その他、ボディワークも徹底され、エンジン周辺の作り込みはメカ好きなら見た瞬間に感動してしまうほどクオリティが高い。作り手がトコトン拘り、クルマと向き合って作ってきたというオーラが十分に伝わってくるというものだ。

 

 

ちなみにこのマシンは、排気量にちなんで車名も450Zと名付けられている。

 

PHOTO:Hiroki Iwashima

取材協力:dookies

 

 

プレジデント用VH45エンジンにTD06をツインで組み合わせたエンジンは、超難作業の後に搭載された。見事なまでの空間レイアウトはもはや芸術の域だ。ミッションはプレジデント用のベルハウジングにアダプターを介し、Z31用のボルグワーナー社製ミッションを装着している。

 

サージタンクまで含め、左右バンクで完全に独立した経路をもつ吸排気。排気は、左右それぞれ80φ→90φのメガホン構造とし、じゅうぶんなキャパシティに仕上げている。素材はチタンを多用することで重量増を回避。タービン、タービンは装着位置がオイルパンより低いため、ポンプを使ってオイルをリターンさせている。

 

 

手間を惜しまずに製作されたのはエンジン関係ばかりではない。室内はダッシュボードやセンターコンソールなどがFRPでワンオフされ、デフィ&オートメーターはアルミで削りだしたベゼルに組み込まれている。

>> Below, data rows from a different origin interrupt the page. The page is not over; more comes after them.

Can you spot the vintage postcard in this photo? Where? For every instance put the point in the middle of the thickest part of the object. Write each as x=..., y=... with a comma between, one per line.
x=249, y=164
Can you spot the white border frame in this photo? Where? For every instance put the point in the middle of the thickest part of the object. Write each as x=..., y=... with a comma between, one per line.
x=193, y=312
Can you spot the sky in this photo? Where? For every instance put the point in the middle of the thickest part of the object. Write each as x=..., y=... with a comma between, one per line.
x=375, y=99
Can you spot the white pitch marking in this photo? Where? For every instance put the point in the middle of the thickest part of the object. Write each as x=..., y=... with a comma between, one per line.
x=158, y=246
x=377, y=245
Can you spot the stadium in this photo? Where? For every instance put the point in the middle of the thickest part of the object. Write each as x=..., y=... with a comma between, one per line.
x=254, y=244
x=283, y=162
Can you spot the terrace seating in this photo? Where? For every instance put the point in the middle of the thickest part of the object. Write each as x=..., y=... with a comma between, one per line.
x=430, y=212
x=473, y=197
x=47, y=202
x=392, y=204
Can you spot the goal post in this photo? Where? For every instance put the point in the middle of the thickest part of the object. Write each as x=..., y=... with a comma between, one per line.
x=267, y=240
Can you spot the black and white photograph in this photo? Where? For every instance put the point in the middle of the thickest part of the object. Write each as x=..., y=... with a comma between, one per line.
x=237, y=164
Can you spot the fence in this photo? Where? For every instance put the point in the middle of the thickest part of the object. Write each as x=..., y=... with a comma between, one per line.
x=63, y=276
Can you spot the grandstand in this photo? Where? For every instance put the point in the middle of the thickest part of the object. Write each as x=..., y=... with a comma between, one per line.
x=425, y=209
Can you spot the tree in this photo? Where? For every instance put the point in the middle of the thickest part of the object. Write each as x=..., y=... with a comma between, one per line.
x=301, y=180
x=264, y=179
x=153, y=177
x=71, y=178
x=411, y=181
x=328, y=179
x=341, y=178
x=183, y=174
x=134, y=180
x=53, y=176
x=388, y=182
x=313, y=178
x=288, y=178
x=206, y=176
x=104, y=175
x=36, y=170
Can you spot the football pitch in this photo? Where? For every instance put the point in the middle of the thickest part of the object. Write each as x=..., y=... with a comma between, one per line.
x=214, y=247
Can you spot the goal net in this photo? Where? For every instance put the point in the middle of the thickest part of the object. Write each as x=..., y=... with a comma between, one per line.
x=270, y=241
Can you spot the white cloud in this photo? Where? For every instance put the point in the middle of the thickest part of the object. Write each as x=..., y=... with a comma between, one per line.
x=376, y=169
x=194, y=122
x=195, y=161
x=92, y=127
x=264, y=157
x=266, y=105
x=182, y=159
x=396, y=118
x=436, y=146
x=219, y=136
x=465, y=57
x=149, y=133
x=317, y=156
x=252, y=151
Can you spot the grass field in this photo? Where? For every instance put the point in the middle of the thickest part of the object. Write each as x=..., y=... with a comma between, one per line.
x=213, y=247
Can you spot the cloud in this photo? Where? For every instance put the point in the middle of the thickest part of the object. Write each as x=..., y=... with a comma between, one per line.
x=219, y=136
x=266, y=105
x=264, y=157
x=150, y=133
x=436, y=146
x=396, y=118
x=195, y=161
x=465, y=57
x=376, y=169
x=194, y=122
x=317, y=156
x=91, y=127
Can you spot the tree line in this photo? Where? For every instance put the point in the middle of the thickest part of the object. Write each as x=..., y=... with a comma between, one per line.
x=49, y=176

シートはBNR34用、ロールケージは試行錯誤を重ねたもので、フロントストラットまで貫通している。

 

ブレーキはZ32用を前後に移植。車重が軽量なため制動力は十分!

 

どうしても取り入れたかったというのがパワーステアリング。油圧式のものを移植するスペースが確保できないことから、軽自動車用の電動パワステを移植。

 

ドア後半〜リヤクォーターまでを板金によってブリスターフェンダー化。また、脱着できる外板はドアも含めすべてFRPに交換され、フロント意外のウインドウはポリカーボネイドで製作されているなど軽量化に余念がない。